The world of the ant is represnted in code as a integer array. Values of 0,1,2 represent empty space, food, and the insect respectivly. Each tick of the simulation represents the unit moving on this grid. When updating its position, the unit can choose one of four directions to move, each one corresponding to the functions mentioned before.

During the update tick, the expression being evaluated will need to look at the state of the world around the unit. To do this, a vector of values is built, and passed to the expression tree being evaluated.

The graphic resprsentation of the simulation is done with a JPanel. The GridPanel class simply repaints the panel with the new state of the world every update loop.


Fitness Proportional Selection

To implement fitness proportional selection, I somewhat abused the sortability of a Comparable class. The Indivdual class extends Comparable. Doing this requires providing a compareTo() method. Each indivudals weightedFitness is used as the comparison value.

Since we track the collection in an ArrayList object we can easily use the Collections sort method on our population. The compareTo method just needs to be written such that a higher weightedFitness precedes a lower one.

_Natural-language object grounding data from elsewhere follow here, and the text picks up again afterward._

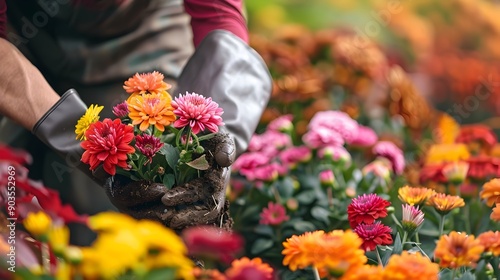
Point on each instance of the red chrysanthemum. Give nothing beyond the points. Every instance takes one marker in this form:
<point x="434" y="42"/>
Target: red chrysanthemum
<point x="366" y="209"/>
<point x="108" y="144"/>
<point x="212" y="242"/>
<point x="197" y="112"/>
<point x="148" y="145"/>
<point x="373" y="235"/>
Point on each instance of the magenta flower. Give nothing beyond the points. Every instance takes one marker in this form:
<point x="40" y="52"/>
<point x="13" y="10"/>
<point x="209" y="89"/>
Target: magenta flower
<point x="364" y="137"/>
<point x="336" y="121"/>
<point x="197" y="112"/>
<point x="273" y="215"/>
<point x="148" y="145"/>
<point x="281" y="124"/>
<point x="390" y="151"/>
<point x="120" y="110"/>
<point x="373" y="235"/>
<point x="412" y="218"/>
<point x="292" y="156"/>
<point x="320" y="137"/>
<point x="326" y="177"/>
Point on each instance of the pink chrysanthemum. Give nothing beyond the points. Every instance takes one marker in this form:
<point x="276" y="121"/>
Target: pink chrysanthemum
<point x="365" y="136"/>
<point x="148" y="145"/>
<point x="197" y="112"/>
<point x="107" y="143"/>
<point x="373" y="235"/>
<point x="390" y="151"/>
<point x="320" y="137"/>
<point x="412" y="218"/>
<point x="274" y="214"/>
<point x="120" y="110"/>
<point x="366" y="209"/>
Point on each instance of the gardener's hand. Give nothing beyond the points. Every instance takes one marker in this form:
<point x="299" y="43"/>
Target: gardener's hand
<point x="202" y="201"/>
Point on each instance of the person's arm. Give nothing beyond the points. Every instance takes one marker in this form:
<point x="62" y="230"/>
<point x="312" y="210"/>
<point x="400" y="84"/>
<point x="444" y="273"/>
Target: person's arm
<point x="24" y="93"/>
<point x="207" y="16"/>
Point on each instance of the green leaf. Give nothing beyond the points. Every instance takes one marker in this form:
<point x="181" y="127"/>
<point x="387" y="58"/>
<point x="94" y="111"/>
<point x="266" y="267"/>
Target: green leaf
<point x="160" y="274"/>
<point x="260" y="245"/>
<point x="169" y="180"/>
<point x="200" y="163"/>
<point x="171" y="155"/>
<point x="320" y="214"/>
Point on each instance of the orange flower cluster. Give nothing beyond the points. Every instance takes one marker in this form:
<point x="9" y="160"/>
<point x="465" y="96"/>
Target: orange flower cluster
<point x="337" y="252"/>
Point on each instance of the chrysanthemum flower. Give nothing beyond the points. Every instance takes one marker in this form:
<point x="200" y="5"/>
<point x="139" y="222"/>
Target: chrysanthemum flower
<point x="410" y="266"/>
<point x="414" y="196"/>
<point x="441" y="153"/>
<point x="390" y="151"/>
<point x="90" y="117"/>
<point x="108" y="143"/>
<point x="197" y="112"/>
<point x="458" y="249"/>
<point x="444" y="203"/>
<point x="212" y="242"/>
<point x="373" y="235"/>
<point x="366" y="209"/>
<point x="365" y="272"/>
<point x="495" y="214"/>
<point x="491" y="192"/>
<point x="151" y="109"/>
<point x="246" y="268"/>
<point x="147" y="82"/>
<point x="274" y="214"/>
<point x="456" y="172"/>
<point x="148" y="145"/>
<point x="412" y="218"/>
<point x="120" y="110"/>
<point x="38" y="223"/>
<point x="491" y="242"/>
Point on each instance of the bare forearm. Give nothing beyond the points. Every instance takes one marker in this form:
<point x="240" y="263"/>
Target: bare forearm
<point x="24" y="93"/>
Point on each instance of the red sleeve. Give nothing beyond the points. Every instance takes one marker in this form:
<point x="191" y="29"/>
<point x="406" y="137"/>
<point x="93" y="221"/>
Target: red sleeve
<point x="3" y="19"/>
<point x="209" y="15"/>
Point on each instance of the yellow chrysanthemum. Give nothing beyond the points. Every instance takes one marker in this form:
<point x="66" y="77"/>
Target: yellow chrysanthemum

The indivudals track fitness and weightedFitness seperatly. Doing this allows us to apply a random weight to the fitness, and store it for sorting. The combination of the weighting function, and the sort provides an easy implementation of FPS.


Reproduction happens in two steps, the first is selection. In this, a set percentage of the new population is filled by using FPS to choose old individuals to copy. The copying is a deep copy. All expression classes implement a copy() method that recursivly return copies of themselves and their branches.


Crossover was, by far, the hardest operation to implement. Cleaning it up is a huge next step.

Crossover produces new individuals in pairs. FPS is used to select a fresh pair of parents. Two traversals happen, one for each parent tree. During this traversal, a random die is rolled before continuing the traversal. If a small threshold is hit, then the node is selected as the 'cut node' for crossover.

This threshold needs to depend on the current depth in the tree. By having a small chance to select the node at lower depths, and a higher chance towards the bottom, we somewhat mimic resovour sampling. This better distributes the cuts about the trees.

When a node doesn't get selected, the traversal continues. One of the two branches is selected at random, pointers to a parent and current expression are updated, and the loop goes on.

Once two cut nodes are found, the pointers for the parents and the cut nodes are swapped. Some flags are tracked that remember which branch of the parent node should be replaced. Also, a check for a null parent is done to account for the root being selected as the cut node.



Expected Behavior

I had imagined that there is some optimum solution, atleast one that would behave very well. Take a decision tree like the following:


Always moving to available food, and then moving either up or right. This seems like it should easily outperform any random walk.

Interesting Results

Initially, there was a bug in my expression.copy() method that prevented the correct sub trees from being copied over during selection. While this had a huge negative impact on the resulting individuals, the simulation still managed to find some kind of local optimum. Populations of "line walkers" quickly converged. Each one was always some expression that reduced to just moving in a single at each timestep.

Once the copy bug was fixed, a larger variety of individuals evolved.

Reducing Solutions

For now, the optimal member of the population has behavior one would expect, when near a piece of food, it moves to it, when none are to be found, a random direction is selected. What is interesting is that this behavior can be encoded in a variety of trees, all varying in complexity, but simplifying to the same paradigm of "Move to food, else wander".


  • Koza-92 - Koza, John. "Genetic Programming: On the Programming of Computers by Means of Natural Selection". MIT Press, 1992.